Una construcción que nunca debió estar ahí está siendo removida. En el corazón de la Universidad Central de Venezuela, un anexo conocido como «Ciudad Tablita» está siendo demolido para devolver espacios, tránsito y la esencia original del campus.

¿Qué es realmente «Ciudad Tablita» y por qué esta demolición importa?

Este conjunto improvisado de oficinas une dos facultades, pero nunca formó parte del diseño del famoso arquitecto Carlos Raúl Villanueva. Su retiro busca restaurar el paso fluido entre la Facultad de Humanidades y Educación y la Facultad de Ciencias Jurídicas y Políticas, al tiempo que se rescata un mural emblemático del artista Víctor Valera, oculto por esta estructura.

Remover para revelar: pasos clave en la restauración

  • Desmontaje de 16 puertas y rejas.
  • Retiro de muebles empotrados, tarimas y alfombras.
  • Demolición de 256 m2 de techo y tabiques de drywall.
  • Sellado y pintura de losas, reparación de bloques calados y limpieza profunda.
  • Instalación de nueva iluminación LED y reparación de barandas y columnas.
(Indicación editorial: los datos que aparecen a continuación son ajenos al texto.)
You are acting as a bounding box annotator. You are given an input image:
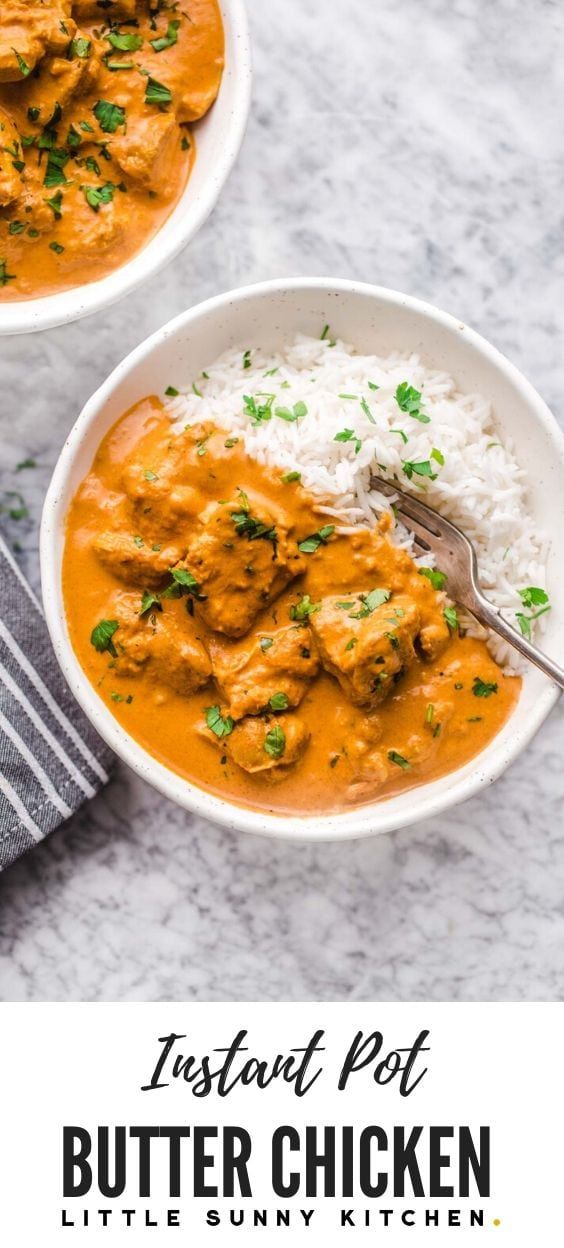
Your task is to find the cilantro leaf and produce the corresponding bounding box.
[396,382,430,424]
[265,724,286,759]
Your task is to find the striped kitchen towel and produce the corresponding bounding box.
[0,538,112,871]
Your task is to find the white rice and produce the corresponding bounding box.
[165,333,547,669]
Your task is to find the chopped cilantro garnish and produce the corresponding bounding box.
[145,77,172,107]
[90,620,120,658]
[265,724,286,759]
[402,459,437,480]
[104,30,143,52]
[162,568,203,599]
[298,524,334,554]
[81,182,117,212]
[518,585,548,607]
[289,594,321,622]
[396,382,430,424]
[12,47,31,77]
[92,100,125,135]
[231,509,277,543]
[333,429,362,454]
[243,394,272,426]
[388,750,411,771]
[139,589,162,615]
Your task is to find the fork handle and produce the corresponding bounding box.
[465,593,564,689]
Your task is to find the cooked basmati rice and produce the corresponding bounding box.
[165,333,547,669]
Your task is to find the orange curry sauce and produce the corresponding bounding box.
[64,398,520,816]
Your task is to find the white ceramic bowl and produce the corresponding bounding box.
[41,278,564,840]
[0,0,251,336]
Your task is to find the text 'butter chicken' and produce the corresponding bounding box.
[0,0,223,300]
[64,399,520,815]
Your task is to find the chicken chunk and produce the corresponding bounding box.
[309,590,421,708]
[94,530,181,589]
[210,624,319,719]
[186,495,304,638]
[0,0,76,82]
[0,109,22,207]
[221,715,311,775]
[107,593,211,695]
[111,112,180,192]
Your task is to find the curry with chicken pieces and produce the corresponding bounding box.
[0,0,223,300]
[64,398,520,815]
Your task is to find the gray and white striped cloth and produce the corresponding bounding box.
[0,538,112,871]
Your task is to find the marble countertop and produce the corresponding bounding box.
[0,0,564,1000]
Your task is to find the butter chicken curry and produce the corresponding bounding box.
[64,398,520,815]
[0,0,223,300]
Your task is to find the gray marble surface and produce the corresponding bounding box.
[0,0,564,1000]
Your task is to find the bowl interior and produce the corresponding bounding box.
[41,280,564,839]
[0,0,251,334]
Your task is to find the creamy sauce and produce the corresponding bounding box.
[64,398,520,816]
[0,0,223,301]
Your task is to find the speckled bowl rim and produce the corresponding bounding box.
[0,0,252,338]
[40,277,564,841]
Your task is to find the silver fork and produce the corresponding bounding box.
[371,477,564,689]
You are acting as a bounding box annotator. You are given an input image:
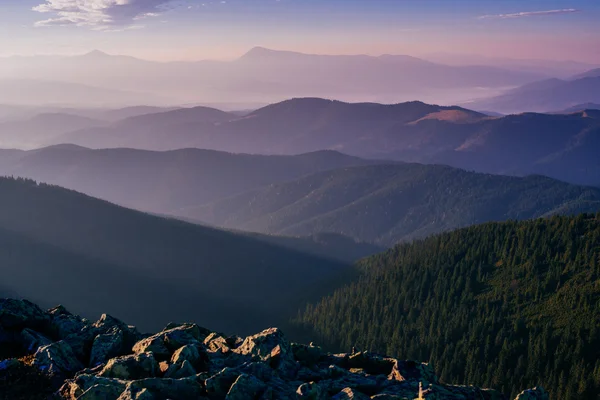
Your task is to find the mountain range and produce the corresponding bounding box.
[0,178,358,332]
[37,98,600,185]
[465,75,600,114]
[0,145,380,214]
[296,214,600,400]
[0,145,600,248]
[184,164,600,246]
[0,47,547,105]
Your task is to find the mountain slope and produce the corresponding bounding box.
[468,75,600,113]
[0,79,168,107]
[55,98,487,154]
[31,98,600,185]
[0,48,544,108]
[555,103,600,114]
[297,214,600,400]
[0,113,104,149]
[0,178,346,332]
[180,164,600,246]
[0,145,374,213]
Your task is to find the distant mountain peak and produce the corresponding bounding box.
[240,46,302,60]
[81,50,111,57]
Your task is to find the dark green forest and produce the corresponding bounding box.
[295,214,600,400]
[190,164,600,247]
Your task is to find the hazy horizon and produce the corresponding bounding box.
[0,0,600,64]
Incluso espacios usados por el centro de estudiantes y la mapoteca fueron derribados para ser reubicados en áreas adecuadas.

Un nombre con historia

«Ciudad Tablita» evoca una historia urbana de Caracas: un recordatorio de las viviendas precarias que, en 1953, dieron paso a proyectos habitacionales dignos diseñados por Villanueva. Lo que antes fue un símbolo de improvisación y necesidad, hoy se retira para honrar ese legado original y la identidad arquitectónica.
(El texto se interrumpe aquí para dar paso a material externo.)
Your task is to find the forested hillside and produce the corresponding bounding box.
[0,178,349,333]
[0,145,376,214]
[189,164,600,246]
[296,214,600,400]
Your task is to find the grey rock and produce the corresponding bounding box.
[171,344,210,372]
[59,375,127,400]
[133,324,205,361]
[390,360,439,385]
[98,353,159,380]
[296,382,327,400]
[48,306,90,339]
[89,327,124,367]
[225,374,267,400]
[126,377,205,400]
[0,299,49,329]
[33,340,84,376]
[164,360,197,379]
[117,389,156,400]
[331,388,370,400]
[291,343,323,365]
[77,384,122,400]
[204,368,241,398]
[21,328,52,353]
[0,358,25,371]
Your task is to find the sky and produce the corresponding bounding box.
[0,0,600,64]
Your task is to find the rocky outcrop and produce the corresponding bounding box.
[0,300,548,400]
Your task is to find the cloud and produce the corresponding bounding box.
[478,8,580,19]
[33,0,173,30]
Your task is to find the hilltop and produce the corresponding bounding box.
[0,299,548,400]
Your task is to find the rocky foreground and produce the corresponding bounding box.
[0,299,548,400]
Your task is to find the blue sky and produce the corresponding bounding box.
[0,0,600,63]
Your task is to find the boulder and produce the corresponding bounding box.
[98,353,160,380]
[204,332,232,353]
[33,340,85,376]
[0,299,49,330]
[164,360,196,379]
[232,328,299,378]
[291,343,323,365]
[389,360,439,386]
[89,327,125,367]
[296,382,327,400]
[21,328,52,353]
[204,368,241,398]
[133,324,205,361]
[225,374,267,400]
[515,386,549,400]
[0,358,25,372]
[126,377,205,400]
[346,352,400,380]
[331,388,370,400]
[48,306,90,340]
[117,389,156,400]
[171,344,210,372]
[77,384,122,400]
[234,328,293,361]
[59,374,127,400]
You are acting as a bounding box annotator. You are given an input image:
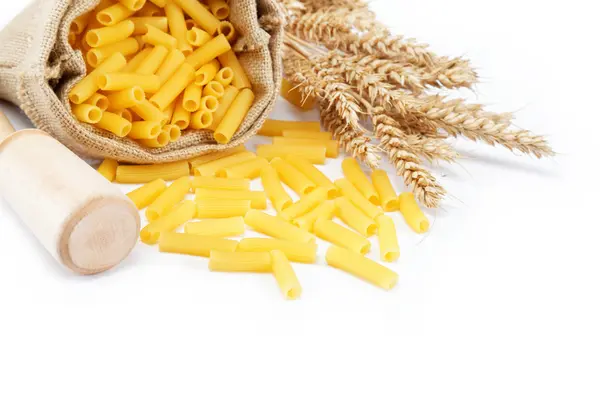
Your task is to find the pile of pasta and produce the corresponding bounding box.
[98,121,429,299]
[69,0,254,148]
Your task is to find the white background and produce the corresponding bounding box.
[0,0,600,400]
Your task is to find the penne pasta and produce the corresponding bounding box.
[244,210,315,243]
[326,246,398,290]
[140,200,196,244]
[238,238,317,264]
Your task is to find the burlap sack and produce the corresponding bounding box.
[0,0,283,163]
No es el único cambio: una serie de renovaciones patrimoniales

Esta acción sigue a la demolición reciente de otras estructuras improvisadas en la UCV, construidas sin planeación y lejos del prestigioso diseño original. Con estos avances, la Ciudad Universitaria, Patrimonio Mundial, refuerza su compromiso con la rehabilitación y protección de su valor histórico y cultural.

¿Qué sigue para la UCV?

Estos movimientos no solo liberan espacios físicos, sino que también reavivan una conciencia patrimonial clave para la universidad y la ciudad. La pregunta ahora es: ¿qué nuevos cambios vendrán para mantener viva la esencia de este emblemático lugar?